According to blockchain analysts from The Block Research, the NFT market experienced a trend reversal in December 2021.
Cryptocurrencies suffer but NFTs on the rise
NFTs have been the breakout stars of the 2021 crypto market. However, they are not for the faint of heart, as the volatility in the broader crypto market pales compared to that of NFTs. After setting records for trading volumes in August 2021, the NFT market went through a slump, with steadily decreasing volumes between August and November. Over $4 billion AUD was traded in August compared to just over $3 billion AUD in November.
December marked a trend reversal, indicated by analysis of The Block Research, a blockchain analyst firm. Trading volumes increased 16.6% from the previous month against a backdrop of weakness in the crypto market. While still well short of its August high, several factors may have contributed to this rebound.
Are NFTs now in again?
One is the launch of MoonPay, a UK-based crypto payment firm that introduced a service allowing celebrities to purchase highly-valued NFTs like Bored Apes Yacht Club. Long a celebrity favourite, more stars bought into BAYC, with the likes of Post Malone, Jimmy Falon, Diplo, and DJ Khaled now boasting an ape. That incredible strength of BAYC contributed to the project flipping Crypto Punks for its floor price, the lowest valuation of an NFT on the market. While Crypto Punks have long been considered the “gold standard” of NFTs due to their collector’s appeal, BAYC brand strength and celebrity backing means there may be a new king in town.
Another factor for the uptick in December was the launch of several gaming-related NFTs that rose in prominence. The gaming sector continues to eye the new technology, with many people tipping NFTs as a revolutionary development for gaming. Albeit with problems, Ubisoft began experimenting with NFTs, as did Twitch’s co-founder Justin Kan, announcing and launching a gaming-focused NFT platform called Fractal.
Is Wall Street next?
With celebrities buying into BAYC, the focus will turn to more professional investors that may see the digital collectibles as a new asset class. BAYC’s net sales in 2021 were already 10% of Apple’s revenues and processed sales in the NFT sector in 2021 almost equaled the global art sales.
According to Matt Hougan, Chief Investment Officer of Bitwise Asset Management, wealthy clients are looking for exposure to the NFT market without getting their hands dirty with the admittedly unsexy user experience of acquiring one.
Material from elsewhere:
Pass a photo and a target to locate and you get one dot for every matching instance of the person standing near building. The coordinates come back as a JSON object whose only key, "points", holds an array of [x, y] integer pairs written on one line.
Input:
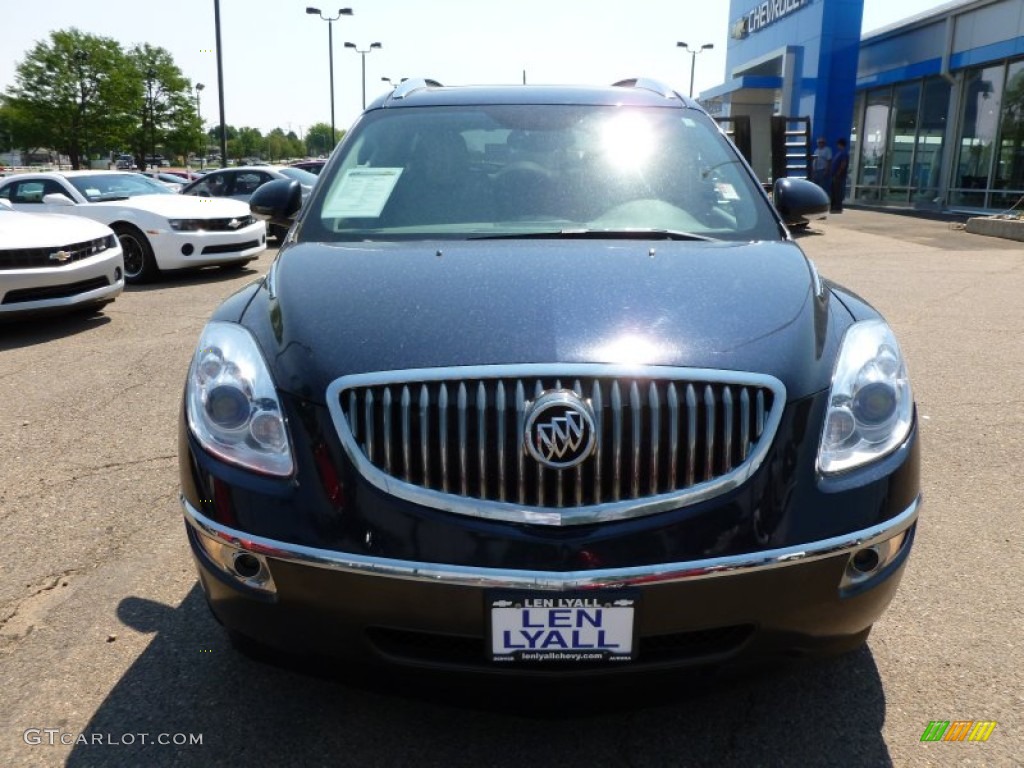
{"points": [[821, 166], [840, 166]]}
His company launched a dedicated fund tracking several “blue-chip NFT collections,” including BAYC and Crypto Punks. Only institutional investors with at least $40,000 AUD to spare can buy into the fund.
Other asset managers are also bullish on the prospects of NFTs, which get the informal nod of approval by Meta focusing on the metaverse sector. If Meta bets on the metaverse, and the metaverse runs on NFTs, then betting on proven in-demand NFTs really becomes a no-brainer. Even though crypto’s short-term prospects are uncertain, blue-chip NFTs look well-positioned to stay around for much longer.